In all, plans call for rehabilitating about 5.4 miles of seawalls along the Potomac River and the Tidal Basin.
The first project under the HDR-Moffatt & Nichol ID/IQ contract is for rehabilitating and reconstructing 1.6 miles of seawalls around the Tidal Basin and along the edge of nearby West Potomac Park, HDR Program Manager Kent Brogger told ENR via email.
More specifically, the task order includes preliminary design, schematic design and developing a design-build request for proposals for that 1.6-mile section.
According to a park service presentation for a July 19 public-scoping meeting—part of the environmental assessment and historic preservation process for the project—the targeted contract award and construction period extends from about mid-2023 to 2027. The Tidal Basin section of the construction is to be completed in early 2025 and construction on the West Potomac Park section is to extend beyond into 2026.

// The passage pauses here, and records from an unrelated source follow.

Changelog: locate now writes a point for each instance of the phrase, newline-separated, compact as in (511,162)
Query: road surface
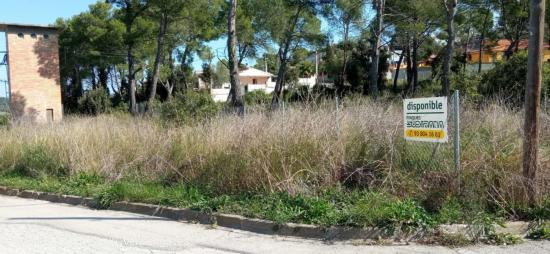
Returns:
(33,226)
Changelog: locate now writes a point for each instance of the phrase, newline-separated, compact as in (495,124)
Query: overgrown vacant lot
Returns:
(307,164)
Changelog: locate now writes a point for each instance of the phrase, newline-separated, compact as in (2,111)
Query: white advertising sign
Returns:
(426,119)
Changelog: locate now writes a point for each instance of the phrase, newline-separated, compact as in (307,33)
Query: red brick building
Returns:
(33,72)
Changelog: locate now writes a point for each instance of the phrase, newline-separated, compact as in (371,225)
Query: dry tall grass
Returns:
(299,150)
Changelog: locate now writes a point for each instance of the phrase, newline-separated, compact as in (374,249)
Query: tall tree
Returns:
(533,96)
(378,28)
(418,19)
(450,7)
(513,18)
(236,92)
(165,12)
(131,10)
(289,24)
(347,15)
(91,45)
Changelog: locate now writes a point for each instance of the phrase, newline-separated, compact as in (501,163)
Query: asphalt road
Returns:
(32,226)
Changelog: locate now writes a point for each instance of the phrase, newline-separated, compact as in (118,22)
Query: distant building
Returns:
(251,80)
(492,51)
(33,72)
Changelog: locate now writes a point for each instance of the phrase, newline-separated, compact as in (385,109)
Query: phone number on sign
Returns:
(433,134)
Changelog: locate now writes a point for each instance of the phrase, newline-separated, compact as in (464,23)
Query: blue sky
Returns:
(44,12)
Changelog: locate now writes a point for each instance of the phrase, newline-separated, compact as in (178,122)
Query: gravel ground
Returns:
(32,226)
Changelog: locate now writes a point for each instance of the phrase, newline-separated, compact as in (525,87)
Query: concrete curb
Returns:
(247,224)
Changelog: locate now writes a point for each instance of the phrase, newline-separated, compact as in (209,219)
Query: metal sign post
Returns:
(456,114)
(425,119)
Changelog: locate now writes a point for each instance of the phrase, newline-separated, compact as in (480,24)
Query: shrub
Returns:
(189,107)
(94,102)
(257,97)
(39,160)
(541,232)
(4,119)
(508,79)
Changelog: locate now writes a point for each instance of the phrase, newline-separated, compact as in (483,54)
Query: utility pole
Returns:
(533,97)
(236,93)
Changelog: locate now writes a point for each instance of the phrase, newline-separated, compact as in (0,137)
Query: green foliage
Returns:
(508,79)
(504,239)
(257,97)
(39,160)
(541,232)
(4,119)
(468,85)
(4,105)
(189,107)
(94,102)
(453,240)
(108,195)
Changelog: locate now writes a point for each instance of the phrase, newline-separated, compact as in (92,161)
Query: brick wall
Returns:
(34,77)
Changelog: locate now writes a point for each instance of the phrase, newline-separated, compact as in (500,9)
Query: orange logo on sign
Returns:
(428,134)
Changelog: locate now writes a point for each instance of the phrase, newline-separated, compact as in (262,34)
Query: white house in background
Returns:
(251,80)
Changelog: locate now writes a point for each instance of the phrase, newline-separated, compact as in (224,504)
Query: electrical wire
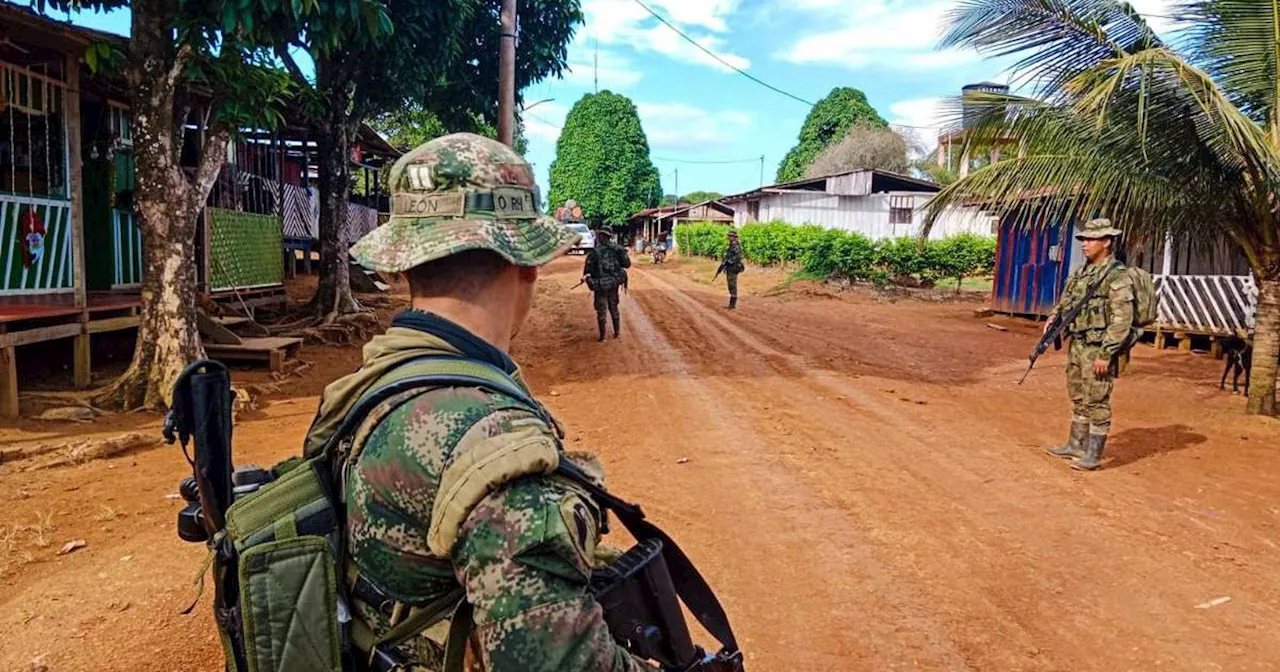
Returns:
(753,160)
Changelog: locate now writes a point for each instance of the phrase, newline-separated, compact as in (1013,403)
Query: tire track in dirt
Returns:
(799,515)
(1014,529)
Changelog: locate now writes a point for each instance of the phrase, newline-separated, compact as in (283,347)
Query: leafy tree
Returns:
(828,122)
(440,58)
(864,146)
(187,63)
(602,159)
(700,196)
(1124,124)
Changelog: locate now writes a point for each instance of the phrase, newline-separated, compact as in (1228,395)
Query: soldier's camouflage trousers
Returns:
(1091,394)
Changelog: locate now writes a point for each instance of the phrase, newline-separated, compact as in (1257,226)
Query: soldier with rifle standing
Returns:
(731,265)
(604,273)
(1096,311)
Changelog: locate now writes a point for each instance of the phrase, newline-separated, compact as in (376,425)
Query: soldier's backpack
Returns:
(609,265)
(277,538)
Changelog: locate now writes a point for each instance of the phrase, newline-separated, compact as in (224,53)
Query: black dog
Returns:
(1238,353)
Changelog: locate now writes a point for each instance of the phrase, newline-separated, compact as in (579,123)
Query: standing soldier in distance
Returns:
(421,522)
(732,264)
(606,270)
(1098,337)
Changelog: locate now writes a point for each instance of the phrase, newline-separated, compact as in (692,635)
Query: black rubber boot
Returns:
(1092,458)
(1074,446)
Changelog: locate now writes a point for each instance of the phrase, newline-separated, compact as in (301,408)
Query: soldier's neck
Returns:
(489,319)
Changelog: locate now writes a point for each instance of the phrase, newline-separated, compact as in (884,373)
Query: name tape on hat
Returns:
(429,205)
(502,202)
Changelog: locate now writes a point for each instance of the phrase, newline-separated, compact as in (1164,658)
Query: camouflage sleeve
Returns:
(522,556)
(1120,310)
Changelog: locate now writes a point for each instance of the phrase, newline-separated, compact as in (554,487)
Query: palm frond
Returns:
(1056,39)
(1235,42)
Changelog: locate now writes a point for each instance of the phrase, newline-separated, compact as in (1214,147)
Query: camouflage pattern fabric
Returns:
(1098,333)
(524,553)
(462,192)
(607,265)
(732,257)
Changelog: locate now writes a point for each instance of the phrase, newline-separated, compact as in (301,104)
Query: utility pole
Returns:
(507,74)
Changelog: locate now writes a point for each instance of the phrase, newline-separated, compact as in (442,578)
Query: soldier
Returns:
(1098,337)
(442,492)
(732,264)
(606,270)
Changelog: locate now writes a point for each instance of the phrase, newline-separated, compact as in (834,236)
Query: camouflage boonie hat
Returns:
(462,192)
(1098,228)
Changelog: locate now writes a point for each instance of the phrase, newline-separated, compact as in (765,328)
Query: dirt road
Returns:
(860,480)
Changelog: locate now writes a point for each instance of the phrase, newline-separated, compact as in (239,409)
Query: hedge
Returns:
(837,254)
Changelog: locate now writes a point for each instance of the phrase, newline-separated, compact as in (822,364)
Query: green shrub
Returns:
(837,254)
(901,256)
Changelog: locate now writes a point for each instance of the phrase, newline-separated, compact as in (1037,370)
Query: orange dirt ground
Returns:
(864,488)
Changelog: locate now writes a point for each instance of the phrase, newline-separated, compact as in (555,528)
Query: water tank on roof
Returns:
(972,112)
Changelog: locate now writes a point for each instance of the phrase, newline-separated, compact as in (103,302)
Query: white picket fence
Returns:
(1216,305)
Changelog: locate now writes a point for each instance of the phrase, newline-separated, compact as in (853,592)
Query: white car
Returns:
(588,241)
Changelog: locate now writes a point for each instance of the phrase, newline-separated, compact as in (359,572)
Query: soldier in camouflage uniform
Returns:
(606,272)
(732,265)
(443,493)
(1098,337)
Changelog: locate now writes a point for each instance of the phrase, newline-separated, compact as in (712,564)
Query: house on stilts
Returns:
(71,245)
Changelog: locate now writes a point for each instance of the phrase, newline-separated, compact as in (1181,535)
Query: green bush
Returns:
(901,256)
(837,254)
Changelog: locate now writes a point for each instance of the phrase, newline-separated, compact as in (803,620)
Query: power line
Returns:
(716,161)
(712,54)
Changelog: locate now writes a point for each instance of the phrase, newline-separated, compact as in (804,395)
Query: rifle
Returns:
(1054,332)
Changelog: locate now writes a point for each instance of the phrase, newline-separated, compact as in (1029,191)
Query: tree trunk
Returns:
(333,295)
(1266,348)
(168,333)
(170,202)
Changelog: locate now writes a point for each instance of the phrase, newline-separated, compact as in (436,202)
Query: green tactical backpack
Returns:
(280,597)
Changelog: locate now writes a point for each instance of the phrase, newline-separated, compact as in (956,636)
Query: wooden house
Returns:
(71,247)
(876,204)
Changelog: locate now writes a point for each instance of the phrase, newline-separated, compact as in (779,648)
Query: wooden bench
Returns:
(273,351)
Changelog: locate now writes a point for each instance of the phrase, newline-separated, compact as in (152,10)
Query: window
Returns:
(118,124)
(32,136)
(900,209)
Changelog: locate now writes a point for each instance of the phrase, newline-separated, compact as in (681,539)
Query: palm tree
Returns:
(1119,122)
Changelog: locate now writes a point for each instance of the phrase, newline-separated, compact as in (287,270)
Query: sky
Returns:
(695,110)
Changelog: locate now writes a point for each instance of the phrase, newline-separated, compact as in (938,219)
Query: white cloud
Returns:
(919,119)
(544,120)
(613,71)
(677,126)
(899,33)
(626,23)
(877,32)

Parts of the seawall date from the late 1800s, according to the HDR-led joint venture. Some sections were replaced in the 1930s and 1940s.
The joint venture says parts of the walls have since settled by as much as 5 ft and are overtopped daily.
The project’s aim, among other goals, is to restore the seawalls’ “functional height” and to stabilize or eliminate the settlement, among other goals, the park service presentation says.
Plans call for raising the seawalls by several feet. The park service also aims to salvage and reuse stone from the existing historic walls to build the higher new ones. Other tasks include replacing the sidewalk atop the seawall along the Tidal Basin; rehabilitating the landscape; and repairing infrastructure, which may include grading and improvements to pedestrian and multiuse paths.
Dedicated Funding Stream
The project’s funding comes from the 2020 Great American Outdoors Act, which authorizes up to $9.5 billion over five years for projects that would reduce the backlog of infrastructure maintenance needs in national parks and on other federal lands.
The funds come from revenue from royalties the federal government receives from oil, gas, coal and renewable-energy production on onshore and offshore federal lands.
Under the statute, 70% of the total funding, or up to $1.3 billion per year, goes to the park service.